Subject: Re: [RFC][PATCH] Vector read/write support for NFS (DIO) client
From: Badari Pulavarty <pbadari@us.ibm.com>
To: Chuck Lever <chuck.lever@oracle.com>
Cc: linux-nfs@vger.kernel.org, khoa@us.ibm.com
In-Reply-To: <0DC51758-AE6C-4DD2-A959-8C8E701FEA4E@oracle.com>
References: <1302622335.3877.62.camel@badari-desktop>
	 <0DC51758-AE6C-4DD2-A959-8C8E701FEA4E@oracle.com>
Content-Type: text/plain
Date: Tue, 12 Apr 2011 09:15:35 -0700
Message-Id: <1302624935.3877.66.camel@badari-desktop>
Sender: linux-nfs-owner@vger.kernel.org
MIME-Version: 1.0

On Tue, 2011-04-12 at 11:36 -0400, Chuck Lever wrote:
> On Apr 12, 2011, at 11:32 AM, Badari Pulavarty wrote:
> 
> > Hi,
> > 
> > We recently ran into serious performance issue with NFS client.
> > It turned out that its due to lack of readv/write support for
> > NFS (O_DIRECT) client.
> > 
> > Here is our use-case:
> > 
> > In our cloud environment, our storage is over NFS. Files
> > on NFS are passed as a blockdevices to the guest (using
> > O_DIRECT). When guest is doing IO on these block devices,
> > they will end up as O_DIRECT writes to NFS (on KVM host).
> > 
> > QEMU (on the host) gets a vector from virtio-ring and
> > submits them. Old versions of QEMU, linearized the vector
> > it got from KVM (copied them into a buffer) and submits
> > the buffer. So, NFS client always received a single buffer.
> > 
> > Later versions of QEMU, eliminated this copy and submits
> > a vector directly using preadv/pwritev().
> > 
> > NFS client loops through the vector and submits each
> > vector as separate request for each IO < wsize. In our
> > case (negotiated wsize=1MB), for 256K IO - we get 64 
> > vectors, each 4K. So, we end up submitting 64 4K FILE_SYNC IOs. 
> > Server end up doing each 4K synchronously. This causes
> > serious performance degrade. We are trying to see if the
> > performance improves if we convert IOs to ASYNC - but
> > our initial results doesn't look good.
> > 
> > readv/writev support NFS client for all possible cases is
> > hard. Instead, if all vectors are page-aligned and 
> > iosizes page-multiple - it fits the current code easily.
> > Luckily, QEMU use-case fits these requirements.
> > 
> > Here is the patch to add this support. Comments ?
> 
> Restricting buffer alignment requirements would be an onerous API change, IMO.
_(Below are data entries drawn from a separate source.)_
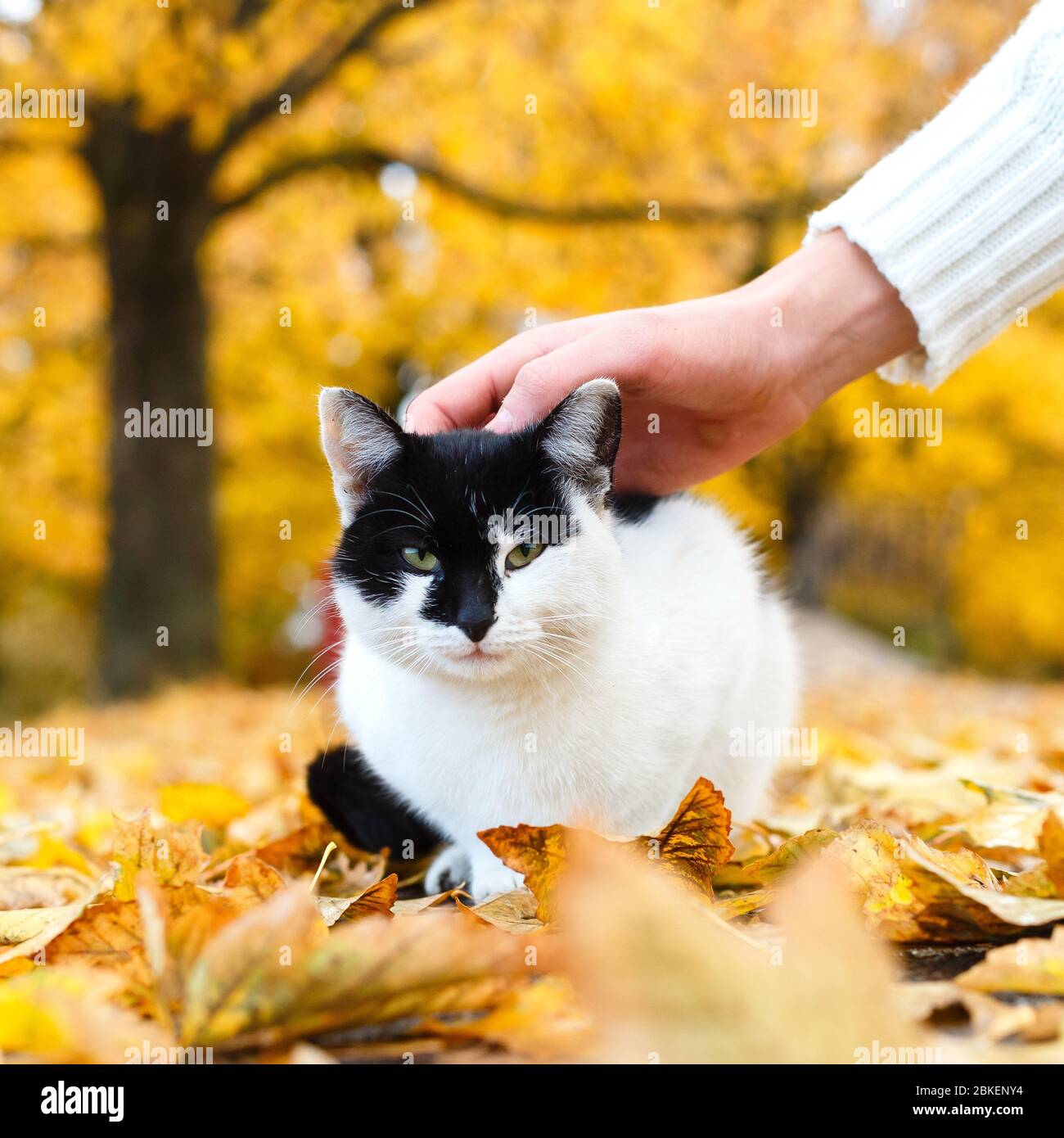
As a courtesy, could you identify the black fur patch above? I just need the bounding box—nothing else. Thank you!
[607,494,665,526]
[306,747,444,858]
[332,430,576,625]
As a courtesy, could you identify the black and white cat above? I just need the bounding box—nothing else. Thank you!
[311,379,796,898]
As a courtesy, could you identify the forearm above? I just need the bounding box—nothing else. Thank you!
[807,0,1064,387]
[732,231,919,406]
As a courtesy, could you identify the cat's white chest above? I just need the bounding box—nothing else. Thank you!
[340,645,686,838]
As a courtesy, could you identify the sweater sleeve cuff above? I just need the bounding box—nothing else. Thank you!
[805,0,1064,388]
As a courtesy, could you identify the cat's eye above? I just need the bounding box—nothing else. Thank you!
[507,542,546,569]
[399,545,440,572]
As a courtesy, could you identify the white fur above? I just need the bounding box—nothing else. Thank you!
[336,496,796,896]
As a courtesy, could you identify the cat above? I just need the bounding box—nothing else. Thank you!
[309,379,798,900]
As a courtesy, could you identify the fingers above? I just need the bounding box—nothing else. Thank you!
[488,327,653,431]
[405,316,595,435]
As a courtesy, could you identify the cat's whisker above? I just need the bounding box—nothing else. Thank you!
[286,659,344,715]
[289,593,336,641]
[528,643,601,685]
[288,639,344,700]
[303,678,340,723]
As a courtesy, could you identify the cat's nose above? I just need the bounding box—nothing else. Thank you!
[457,615,495,644]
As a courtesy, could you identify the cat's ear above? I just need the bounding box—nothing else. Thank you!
[536,379,620,508]
[318,387,403,526]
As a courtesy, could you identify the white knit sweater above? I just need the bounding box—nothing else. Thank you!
[805,0,1064,388]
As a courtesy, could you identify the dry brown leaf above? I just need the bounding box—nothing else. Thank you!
[0,966,169,1063]
[111,811,207,901]
[181,889,534,1048]
[561,828,915,1063]
[0,874,110,965]
[479,779,735,924]
[0,905,82,945]
[957,925,1064,997]
[1038,812,1064,896]
[458,889,543,933]
[47,900,154,1009]
[224,854,285,905]
[313,873,399,925]
[824,822,1064,942]
[742,829,839,885]
[426,977,601,1062]
[0,865,94,911]
[391,889,468,917]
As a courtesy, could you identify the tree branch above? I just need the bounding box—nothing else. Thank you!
[213,147,832,225]
[214,0,446,160]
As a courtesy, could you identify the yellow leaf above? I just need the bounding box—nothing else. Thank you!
[111,811,207,901]
[160,783,251,829]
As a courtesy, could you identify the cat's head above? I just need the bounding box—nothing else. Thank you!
[318,379,620,680]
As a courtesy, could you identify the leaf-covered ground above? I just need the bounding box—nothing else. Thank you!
[0,623,1064,1063]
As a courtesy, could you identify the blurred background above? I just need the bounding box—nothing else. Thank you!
[0,0,1064,718]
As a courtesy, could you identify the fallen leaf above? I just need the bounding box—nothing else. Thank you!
[0,866,94,910]
[313,873,399,925]
[224,854,285,905]
[458,889,543,933]
[561,828,917,1063]
[111,811,207,901]
[428,977,601,1062]
[0,966,169,1063]
[478,779,735,924]
[160,783,250,829]
[181,887,541,1050]
[956,925,1064,997]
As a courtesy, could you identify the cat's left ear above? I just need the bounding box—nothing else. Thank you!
[536,379,620,510]
[318,387,403,527]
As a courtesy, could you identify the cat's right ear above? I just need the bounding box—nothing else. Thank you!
[318,387,403,526]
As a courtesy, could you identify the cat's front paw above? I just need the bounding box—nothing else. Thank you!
[425,846,472,893]
[469,861,525,902]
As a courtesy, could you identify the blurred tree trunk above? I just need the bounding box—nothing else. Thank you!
[85,120,219,695]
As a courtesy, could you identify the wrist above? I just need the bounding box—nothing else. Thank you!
[737,230,919,408]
I am not suggesting an API change at all. All I am doing is, if all
the IOs are aligned - we can do a fast path as we can do in a single
IO request. (as if we got a single buffer). Otherwise, we do hard
way as today - loop through each one and do them individually.

> 
> If the NFS write path is smart enough not to set FILE_SYNC when there are multiple segments to write, then the problem should be mostly fixed.  I think Jeff Layton already has a patch that does this.

We are trying that patch. It does improve the performance by little,
but not anywhere close to doing it as a single vector/buffer.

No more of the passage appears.